Why is it useful?: getting a realistic situation picture. "We can see that no computer program achieves more than 60% success on an XNUMXth grade science test - but at the same time, we can come across news reports that IBM's Watson computer is learning medicine and finding a cure for cancer," says Oren Etzioni, CEO of the Allen Institute for Artificial Intelligence. "So either IBM had some kind of surprising breakthrough, or they're being a bit hasty with their announcements."

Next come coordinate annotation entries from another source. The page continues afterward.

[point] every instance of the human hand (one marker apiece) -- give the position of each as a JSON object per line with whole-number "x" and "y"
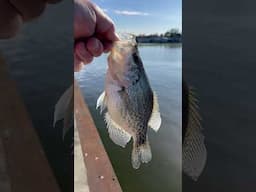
{"x": 94, "y": 33}
{"x": 13, "y": 13}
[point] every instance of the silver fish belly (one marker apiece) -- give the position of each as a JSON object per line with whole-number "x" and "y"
{"x": 131, "y": 105}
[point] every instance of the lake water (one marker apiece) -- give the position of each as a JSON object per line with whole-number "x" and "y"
{"x": 163, "y": 65}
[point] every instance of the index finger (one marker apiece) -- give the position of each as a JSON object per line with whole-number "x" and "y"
{"x": 105, "y": 28}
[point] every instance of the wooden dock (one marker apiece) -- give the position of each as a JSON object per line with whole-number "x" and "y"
{"x": 100, "y": 174}
{"x": 23, "y": 164}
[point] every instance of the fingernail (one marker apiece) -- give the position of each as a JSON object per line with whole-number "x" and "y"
{"x": 82, "y": 52}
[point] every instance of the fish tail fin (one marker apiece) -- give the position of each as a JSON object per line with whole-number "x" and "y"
{"x": 141, "y": 154}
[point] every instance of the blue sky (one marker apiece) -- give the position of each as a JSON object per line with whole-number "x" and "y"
{"x": 143, "y": 16}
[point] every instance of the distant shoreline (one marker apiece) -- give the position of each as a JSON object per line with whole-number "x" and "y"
{"x": 159, "y": 39}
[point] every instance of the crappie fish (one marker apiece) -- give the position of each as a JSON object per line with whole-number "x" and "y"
{"x": 194, "y": 152}
{"x": 132, "y": 106}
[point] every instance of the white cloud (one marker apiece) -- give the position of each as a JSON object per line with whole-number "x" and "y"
{"x": 131, "y": 13}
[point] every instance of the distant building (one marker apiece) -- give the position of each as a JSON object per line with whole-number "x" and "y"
{"x": 158, "y": 39}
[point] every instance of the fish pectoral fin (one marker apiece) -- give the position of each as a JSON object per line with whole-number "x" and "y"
{"x": 116, "y": 133}
{"x": 62, "y": 105}
{"x": 101, "y": 102}
{"x": 155, "y": 119}
{"x": 141, "y": 154}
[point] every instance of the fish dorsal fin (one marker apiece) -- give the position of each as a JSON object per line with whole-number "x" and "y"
{"x": 155, "y": 119}
{"x": 116, "y": 133}
{"x": 101, "y": 102}
{"x": 194, "y": 152}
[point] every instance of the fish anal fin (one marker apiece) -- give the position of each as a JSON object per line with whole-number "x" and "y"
{"x": 155, "y": 119}
{"x": 116, "y": 133}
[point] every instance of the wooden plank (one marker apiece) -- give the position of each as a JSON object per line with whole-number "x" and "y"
{"x": 27, "y": 166}
{"x": 5, "y": 185}
{"x": 100, "y": 174}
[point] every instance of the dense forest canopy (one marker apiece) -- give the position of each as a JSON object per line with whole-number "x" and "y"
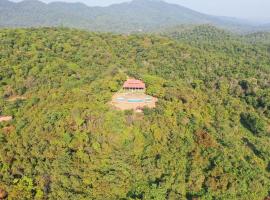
{"x": 208, "y": 137}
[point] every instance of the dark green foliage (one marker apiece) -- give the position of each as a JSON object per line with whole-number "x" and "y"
{"x": 66, "y": 142}
{"x": 254, "y": 123}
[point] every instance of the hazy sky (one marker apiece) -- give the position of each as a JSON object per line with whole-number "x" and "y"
{"x": 247, "y": 9}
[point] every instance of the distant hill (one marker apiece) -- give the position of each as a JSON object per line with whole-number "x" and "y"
{"x": 135, "y": 16}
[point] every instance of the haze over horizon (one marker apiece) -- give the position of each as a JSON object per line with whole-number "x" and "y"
{"x": 244, "y": 9}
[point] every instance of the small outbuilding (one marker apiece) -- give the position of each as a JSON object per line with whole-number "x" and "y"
{"x": 134, "y": 84}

Test 03: Physical and Spatial Turing Test

Most intelligence tests for machines focus on cognitive skills. This test is more like a workshop: an artificial intelligence system needs to manipulate physical objects in space in meaningful ways. The test will include two tracks. In the assembly route, an artificial intelligence system with a physical body, i.e. a robot, will try to build some structure from a pile of parts according to spoken, written or drawn instructions (think of assembling IKEA furniture). In the course of the investigation, the robot will have to find solutions to a series of open challenges that require higher and higher degrees of creativity using parts such as Lego bricks ("build a wall", "build a house", "add to a parking garage"). The culmination of the course will be a communication challenge where the robot will have to "explain" its efforts. The test can be given to individual robots, groups of robots, or robots working in cooperation with humans.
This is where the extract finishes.